Waldersten’s work is linguistic and direct. A handwritten text, almost raw in its aesthetic, placed within a digital format. The words carry existential charge — formulated in everyday language yet psychologically precise. Waldersten often operates in the space between the private and the collective, where language functions as a mirror. In the hotel setting, the text becomes an inner monologue within a social environment.
On the opposite wall, we encounter Hasse Persson’s photographic sequence. Say Cheese – Larry presents a repeated portrait gesture — the same face, the same red hat, the same smile — yet with subtle variations. The series moves between humor and construction. What is authentic? What is performance? Persson, one of Sweden’s most internationally active photographers, has for decades explored the surface of identity and the power of staging.
Together, the works create a dialogue. Text and image. Psyche and persona. Introspection and exposure.

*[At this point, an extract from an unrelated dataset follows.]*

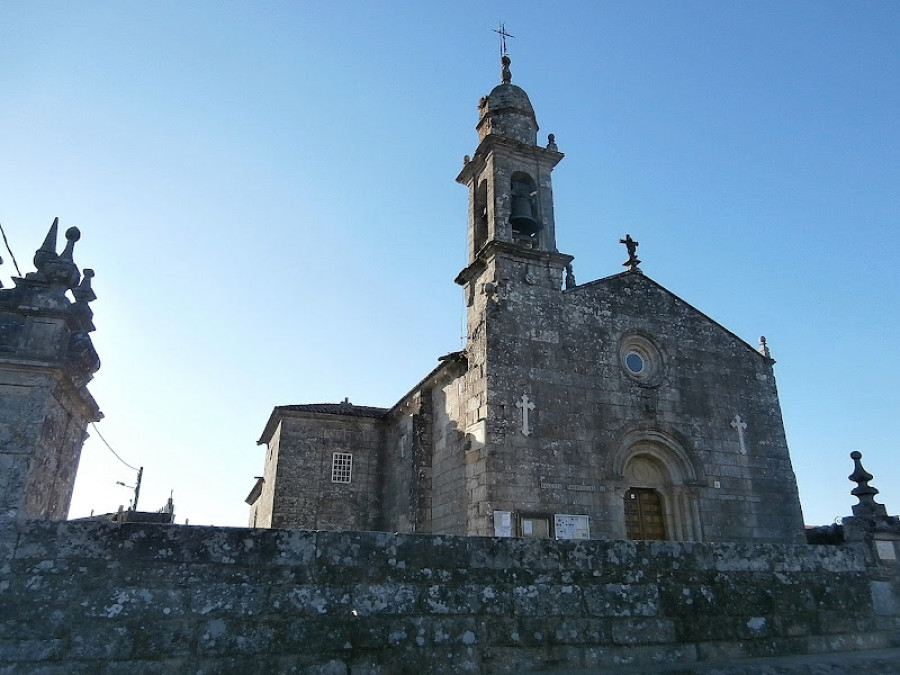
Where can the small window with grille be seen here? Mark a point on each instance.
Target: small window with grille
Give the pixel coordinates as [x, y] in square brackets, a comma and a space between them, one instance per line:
[341, 467]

In the context of Avalon Hotel — a place of meetings, business, temporary roles and public smiles — this pairing becomes particularly charged. What do we show? What do we conceal? And how much of it is performance?
As part of the Avalon Hotel Art Collection, the installation functions not merely as decoration, but as a quiet yet intelligent commentary on contemporary life. Those who pause will see more than they first expect.